Our results provide new information about the presence, levels and distribution of aflatoxin in maize stores in the region. In Niger as well as in Benin some samples had aflatoxin levels above the 20 ppb standard accepted in the USA (Wood, 1992). Maize in the Malanville market exhibited the highest percentage of aflatoxin-contaminated grain (72.2%). Malanville is one of the largest grain markets of Benin and receives large shipments from the surrounding production areas and cooperatives. Mixing stocks from different localities and harvest seasons in addition to the rudimentary postharvest management in use presumably exacerbates aflatoxin contamination. Wholesalers are the most affected by aflatoxin contamination because they buy their grain in small quantities from many different farmers, combine it, store for long periods, and have poor postharvest management practices. In both countries the proportion of samples with unacceptable levels of aflatoxin is 17.5% and 21.1%, respectively, in Benin and Niger. These rates are well below the 55% noted in Kenya from a study conducted with 350 processed corn samples collected at seven markets (Lewis et al., 2005).

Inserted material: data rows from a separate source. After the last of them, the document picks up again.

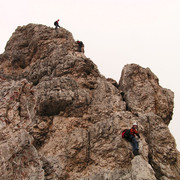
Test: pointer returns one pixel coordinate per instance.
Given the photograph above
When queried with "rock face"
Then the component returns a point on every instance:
(61, 119)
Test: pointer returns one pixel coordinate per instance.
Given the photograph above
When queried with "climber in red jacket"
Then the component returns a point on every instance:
(56, 23)
(129, 134)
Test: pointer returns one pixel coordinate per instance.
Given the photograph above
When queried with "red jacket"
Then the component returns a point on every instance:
(134, 132)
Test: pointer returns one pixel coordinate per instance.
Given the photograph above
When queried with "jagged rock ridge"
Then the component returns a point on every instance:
(61, 119)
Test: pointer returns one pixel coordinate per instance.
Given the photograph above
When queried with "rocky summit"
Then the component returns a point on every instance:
(60, 119)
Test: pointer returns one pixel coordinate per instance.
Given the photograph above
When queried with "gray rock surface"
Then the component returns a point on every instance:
(61, 119)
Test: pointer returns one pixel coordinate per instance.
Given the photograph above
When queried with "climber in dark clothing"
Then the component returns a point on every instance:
(80, 46)
(129, 135)
(56, 23)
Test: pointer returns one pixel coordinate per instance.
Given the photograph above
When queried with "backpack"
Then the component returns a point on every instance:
(126, 133)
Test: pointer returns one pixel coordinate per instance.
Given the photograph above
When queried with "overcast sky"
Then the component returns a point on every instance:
(115, 33)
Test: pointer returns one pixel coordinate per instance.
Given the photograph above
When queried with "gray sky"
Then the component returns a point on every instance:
(115, 33)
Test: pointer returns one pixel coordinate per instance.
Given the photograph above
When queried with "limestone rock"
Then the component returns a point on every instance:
(61, 119)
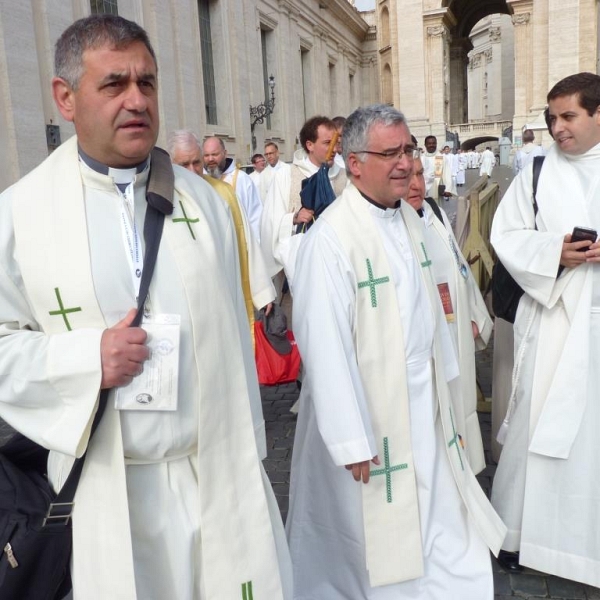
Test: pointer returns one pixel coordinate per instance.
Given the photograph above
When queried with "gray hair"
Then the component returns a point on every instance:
(182, 138)
(91, 33)
(359, 123)
(221, 142)
(528, 136)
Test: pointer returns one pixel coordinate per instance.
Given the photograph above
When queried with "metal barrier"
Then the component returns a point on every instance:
(475, 212)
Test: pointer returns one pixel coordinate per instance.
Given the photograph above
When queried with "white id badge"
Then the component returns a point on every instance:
(156, 387)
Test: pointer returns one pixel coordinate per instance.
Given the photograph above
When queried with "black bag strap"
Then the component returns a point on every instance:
(435, 208)
(538, 161)
(159, 196)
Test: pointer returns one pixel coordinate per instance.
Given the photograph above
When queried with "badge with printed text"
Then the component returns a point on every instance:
(446, 299)
(156, 387)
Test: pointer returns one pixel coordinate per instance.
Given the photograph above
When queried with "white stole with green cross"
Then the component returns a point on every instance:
(239, 558)
(390, 504)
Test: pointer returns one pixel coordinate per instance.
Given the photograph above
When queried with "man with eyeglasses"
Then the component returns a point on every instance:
(273, 166)
(383, 503)
(283, 210)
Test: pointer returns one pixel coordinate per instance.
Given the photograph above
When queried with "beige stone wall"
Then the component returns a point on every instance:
(540, 42)
(338, 66)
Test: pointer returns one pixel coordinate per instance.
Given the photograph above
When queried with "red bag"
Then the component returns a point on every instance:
(274, 368)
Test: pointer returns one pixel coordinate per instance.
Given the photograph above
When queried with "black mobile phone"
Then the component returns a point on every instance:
(583, 233)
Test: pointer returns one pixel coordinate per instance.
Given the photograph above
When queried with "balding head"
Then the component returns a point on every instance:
(184, 149)
(215, 156)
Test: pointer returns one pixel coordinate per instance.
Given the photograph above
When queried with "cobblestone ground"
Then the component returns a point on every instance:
(280, 435)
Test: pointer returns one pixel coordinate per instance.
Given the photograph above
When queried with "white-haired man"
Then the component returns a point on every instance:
(169, 500)
(406, 517)
(218, 165)
(185, 150)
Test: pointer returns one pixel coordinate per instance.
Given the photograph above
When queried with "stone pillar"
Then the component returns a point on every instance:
(458, 80)
(540, 56)
(436, 67)
(523, 61)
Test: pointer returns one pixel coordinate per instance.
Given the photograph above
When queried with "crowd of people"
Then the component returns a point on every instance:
(174, 501)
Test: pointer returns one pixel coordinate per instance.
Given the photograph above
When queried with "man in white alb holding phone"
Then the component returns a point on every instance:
(546, 487)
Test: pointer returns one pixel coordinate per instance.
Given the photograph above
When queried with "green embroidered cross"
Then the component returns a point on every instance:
(387, 469)
(62, 310)
(455, 441)
(247, 591)
(427, 262)
(186, 220)
(371, 283)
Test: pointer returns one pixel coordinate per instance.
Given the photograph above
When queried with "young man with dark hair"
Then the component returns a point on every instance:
(546, 484)
(283, 210)
(173, 494)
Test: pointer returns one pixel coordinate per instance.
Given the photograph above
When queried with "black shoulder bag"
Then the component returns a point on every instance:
(506, 292)
(35, 522)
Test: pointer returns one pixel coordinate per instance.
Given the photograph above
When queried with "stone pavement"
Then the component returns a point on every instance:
(280, 424)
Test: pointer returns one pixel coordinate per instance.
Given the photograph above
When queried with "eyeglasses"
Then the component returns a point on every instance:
(411, 152)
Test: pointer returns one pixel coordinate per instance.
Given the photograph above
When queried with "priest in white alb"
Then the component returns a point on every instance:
(546, 487)
(218, 165)
(173, 501)
(466, 314)
(383, 503)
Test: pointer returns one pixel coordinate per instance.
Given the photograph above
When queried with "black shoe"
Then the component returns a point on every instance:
(509, 561)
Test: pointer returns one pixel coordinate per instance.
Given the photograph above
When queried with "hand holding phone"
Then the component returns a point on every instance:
(583, 233)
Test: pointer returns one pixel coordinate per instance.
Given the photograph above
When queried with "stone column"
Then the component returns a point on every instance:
(436, 62)
(523, 61)
(458, 80)
(540, 56)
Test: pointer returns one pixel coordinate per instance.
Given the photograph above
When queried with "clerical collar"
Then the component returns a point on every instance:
(119, 176)
(381, 206)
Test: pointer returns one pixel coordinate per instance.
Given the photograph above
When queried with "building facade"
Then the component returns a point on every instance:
(215, 58)
(431, 68)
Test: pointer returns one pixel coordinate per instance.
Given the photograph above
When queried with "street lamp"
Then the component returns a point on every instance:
(259, 113)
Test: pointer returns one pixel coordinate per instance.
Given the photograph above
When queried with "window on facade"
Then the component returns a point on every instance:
(305, 64)
(104, 7)
(263, 49)
(332, 89)
(386, 86)
(208, 68)
(385, 27)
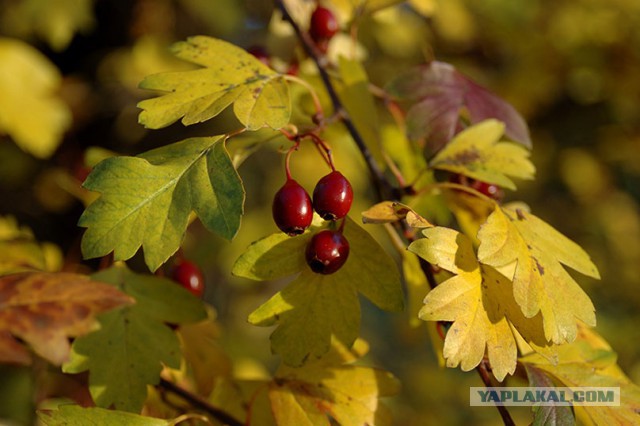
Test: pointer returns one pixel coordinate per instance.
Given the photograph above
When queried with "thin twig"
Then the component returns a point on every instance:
(199, 403)
(385, 190)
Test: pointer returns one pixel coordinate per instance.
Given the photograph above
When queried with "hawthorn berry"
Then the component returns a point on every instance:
(332, 196)
(488, 189)
(323, 24)
(327, 251)
(292, 209)
(189, 276)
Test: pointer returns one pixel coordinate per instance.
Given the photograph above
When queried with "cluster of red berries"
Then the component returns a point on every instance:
(293, 212)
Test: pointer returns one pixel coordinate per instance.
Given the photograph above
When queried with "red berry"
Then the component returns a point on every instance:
(292, 209)
(332, 196)
(327, 252)
(323, 24)
(189, 276)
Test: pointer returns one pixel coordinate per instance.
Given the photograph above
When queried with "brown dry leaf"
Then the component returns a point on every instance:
(45, 309)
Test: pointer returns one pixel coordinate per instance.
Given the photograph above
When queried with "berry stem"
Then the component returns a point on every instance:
(383, 188)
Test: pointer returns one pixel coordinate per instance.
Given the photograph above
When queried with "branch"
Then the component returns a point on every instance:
(384, 189)
(199, 403)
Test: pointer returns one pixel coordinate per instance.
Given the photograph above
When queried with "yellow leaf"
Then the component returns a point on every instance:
(479, 153)
(478, 301)
(531, 254)
(259, 95)
(29, 110)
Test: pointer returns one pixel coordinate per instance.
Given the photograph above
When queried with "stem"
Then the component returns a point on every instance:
(199, 403)
(385, 190)
(483, 370)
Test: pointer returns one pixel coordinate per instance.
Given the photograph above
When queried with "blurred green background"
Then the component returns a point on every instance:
(571, 67)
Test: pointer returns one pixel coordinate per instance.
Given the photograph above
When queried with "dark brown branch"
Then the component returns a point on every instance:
(385, 190)
(199, 403)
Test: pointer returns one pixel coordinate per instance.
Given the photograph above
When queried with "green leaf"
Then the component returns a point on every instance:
(349, 394)
(74, 415)
(259, 95)
(531, 253)
(272, 257)
(479, 153)
(314, 307)
(128, 351)
(146, 200)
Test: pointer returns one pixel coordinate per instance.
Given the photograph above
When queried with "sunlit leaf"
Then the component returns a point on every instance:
(74, 415)
(312, 308)
(478, 152)
(439, 92)
(259, 95)
(146, 200)
(531, 253)
(587, 362)
(30, 112)
(45, 309)
(477, 300)
(128, 351)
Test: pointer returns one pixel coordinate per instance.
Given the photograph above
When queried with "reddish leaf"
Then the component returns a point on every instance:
(439, 92)
(45, 309)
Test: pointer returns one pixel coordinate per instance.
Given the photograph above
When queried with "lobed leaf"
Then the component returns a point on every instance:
(259, 95)
(477, 152)
(30, 111)
(45, 309)
(315, 307)
(346, 393)
(531, 253)
(479, 303)
(439, 92)
(129, 350)
(145, 201)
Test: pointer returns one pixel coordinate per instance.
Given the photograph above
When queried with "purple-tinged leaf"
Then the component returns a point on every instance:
(439, 92)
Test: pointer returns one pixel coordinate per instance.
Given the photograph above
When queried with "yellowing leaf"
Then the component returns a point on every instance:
(74, 415)
(45, 309)
(587, 362)
(259, 95)
(29, 110)
(479, 303)
(479, 153)
(315, 307)
(146, 200)
(19, 251)
(129, 350)
(531, 253)
(347, 393)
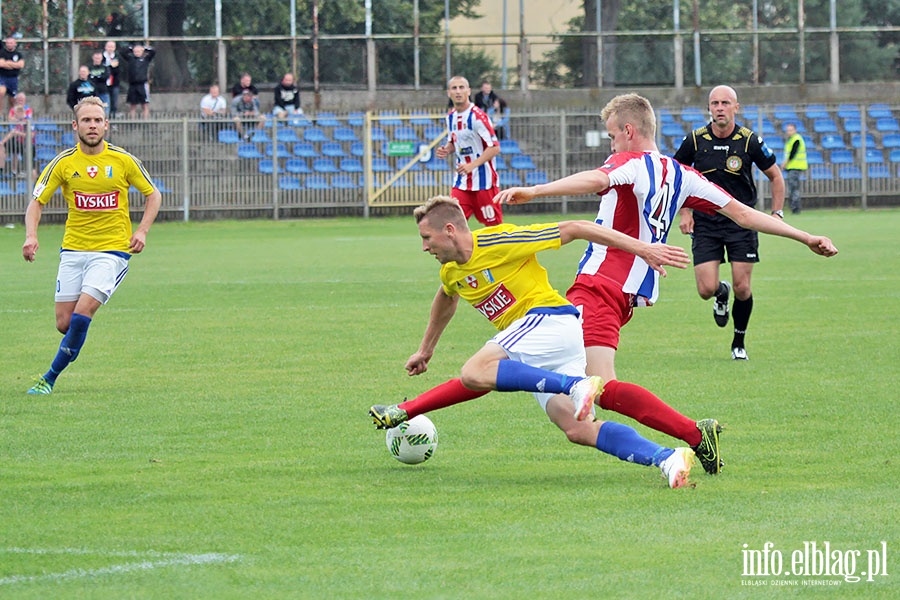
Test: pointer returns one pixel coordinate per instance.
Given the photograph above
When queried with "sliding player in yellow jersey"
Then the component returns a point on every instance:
(539, 347)
(98, 241)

Correlations were calculated in attempts to relate sample moisture levels and contamination levels of aflatoxin. In this study the aflatoxin levels were not correlated to grain moisture as all the examined sample contained 12–14% moisture these are below the 15% moisture content subjected to aflatoxin accumulation reported by Williams et al. (2014). The level of mouldy grain, the level of impurities in the grain, and density of insect pests in it were however significantly correlated with levels of aflatoxin, with correlation coefficients ranging between 19.2 and 21.4%. Each of these parameters may contribute a small percentage of contamination by this toxin. The strongest correlation we observed was related to the density of insect pests. Only one of the 68 non-insect-infested maize samples had abnormal levels of aflatoxin while 13 of the 44 infested samples had aflatoxin levels above 20 ppb and considered unacceptable for human consumption. The presence of insects is evidently associated with increased risk of contamination by the toxin. This is in agreement with other studies that have shown that aflatoxin contamination is positively correlated with level of pest infestation (Lillehoj et al., 1975, McMillian, 1987, Lynch and Wilson, 1991, Beti et al., 1995, Hell et al., 2000).

5. Conclusion

This study has led to increased knowledge of grain quality along the maize value chain in Benin and Niger, specifically: 1) Maize for sale in markets generally has low moisture levels ranging between 12 and 14% and with fewer impurities present; 2) The highest proportion of contaminated maize grain samples was noted at the Malanville market especially among wholesalers and traders. Considering these results, it is important to encourage the dissemination of good post-harvest management practices that help reduce pest infestation and aflatoxin contamination, in particular the use of hermetic technology for grain storage.